Sub-Pixel Semantic Segmentation for Precision Agriculture: Identifying Micro-Defects in Crop Foliage

Akshay K, Dr. S. Devibala Subramanian

DOI: 10.17148/IJARCCE.2026.15339
Abstract: Early detection of micro-defects in crop foliage—including sub-millimetre chlorotic lesions, fungal hyphae boundaries, and early-stage necrotic patches—remains one of the most challenging problems in computational precision agriculture. Conventional semantic segmentation models operate at the native pixel resolution of remotely-sensed or macro-lens imagery and consistently fail to recover boundary-level structural detail at scales below one pixel.
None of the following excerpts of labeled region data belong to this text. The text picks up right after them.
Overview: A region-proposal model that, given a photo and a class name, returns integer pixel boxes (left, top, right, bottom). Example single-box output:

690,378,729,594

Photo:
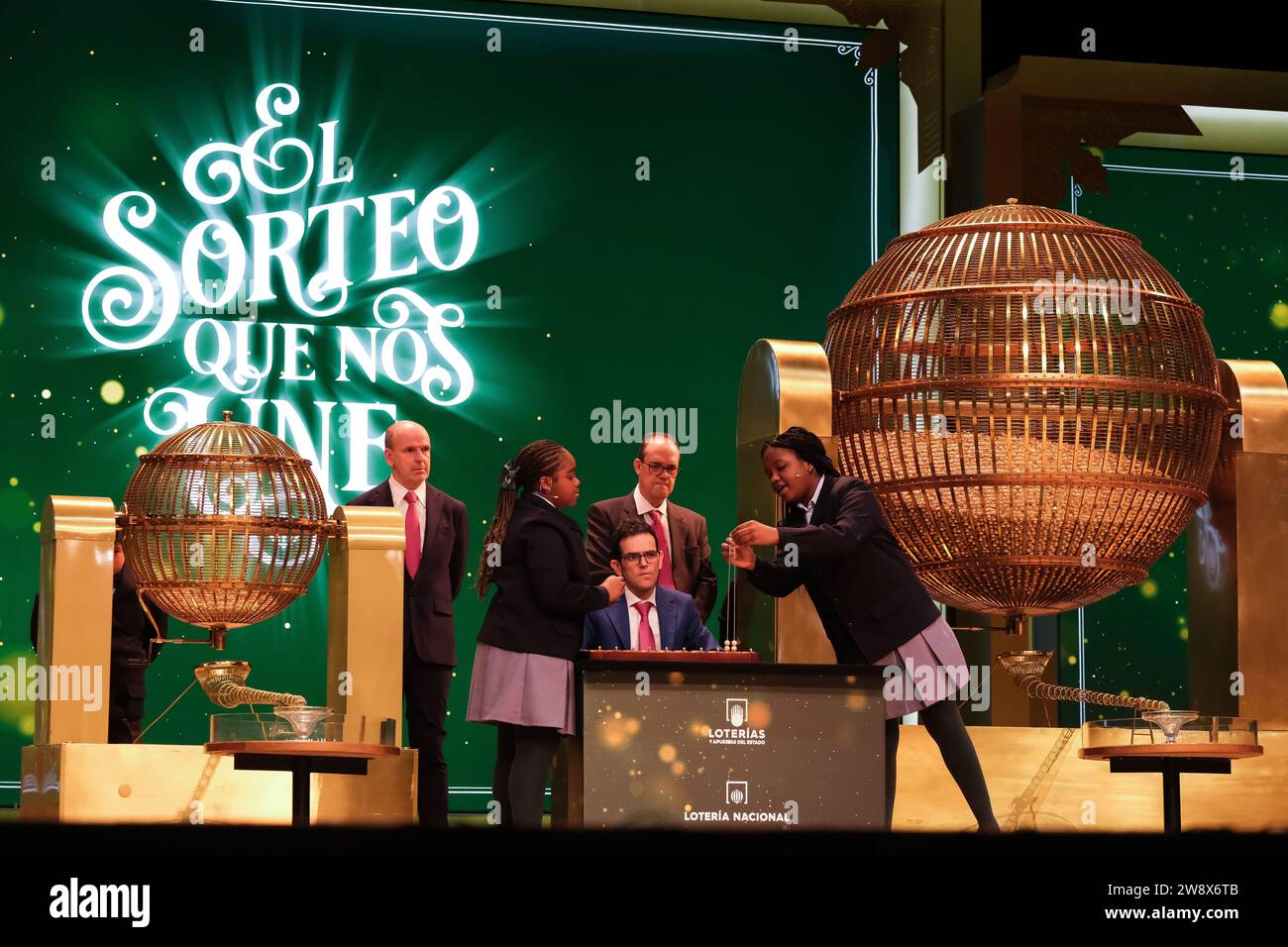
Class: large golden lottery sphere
123,411,332,648
825,200,1225,622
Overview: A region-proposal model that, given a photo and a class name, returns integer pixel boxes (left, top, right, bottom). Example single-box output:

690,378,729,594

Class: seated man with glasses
581,517,718,651
587,434,716,621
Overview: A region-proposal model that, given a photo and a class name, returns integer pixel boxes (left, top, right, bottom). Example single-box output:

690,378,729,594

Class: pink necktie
635,601,657,651
403,491,420,579
648,510,675,588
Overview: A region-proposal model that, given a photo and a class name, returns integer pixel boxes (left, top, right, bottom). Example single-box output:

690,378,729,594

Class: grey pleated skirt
873,614,970,720
465,642,577,737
This paper presents Sub-Pixel Segmentation Network (SPSNet), a novel deep-learning architecture that incorporates learned sub- pixel convolution layers, spectral-channel attention, and a multi-scale hierarchical decoder to segment foliage defects at resolutions exceeding the sensor's native sampling grid. Our model is trained and evaluated on FoliageDefect-22K, a purpose-built annotated dataset comprising 22,400 high-resolution images across six crop species and nine defect categories collected under controlled and field conditions. SPSNet achieves a mean Intersection-over-Union (mIoU) of 91.7%, surpassing the nearest competing method by 8.5 percentage points, while maintaining near-real-time inference at 18.3 frames per second on a single NVIDIA A100 GPU. Ablation studies confirm the individual contribution of each architectural component. These results establish sub-pixel segmentation as a viable and practical tool for deployment in precision agricultural monitoring systems.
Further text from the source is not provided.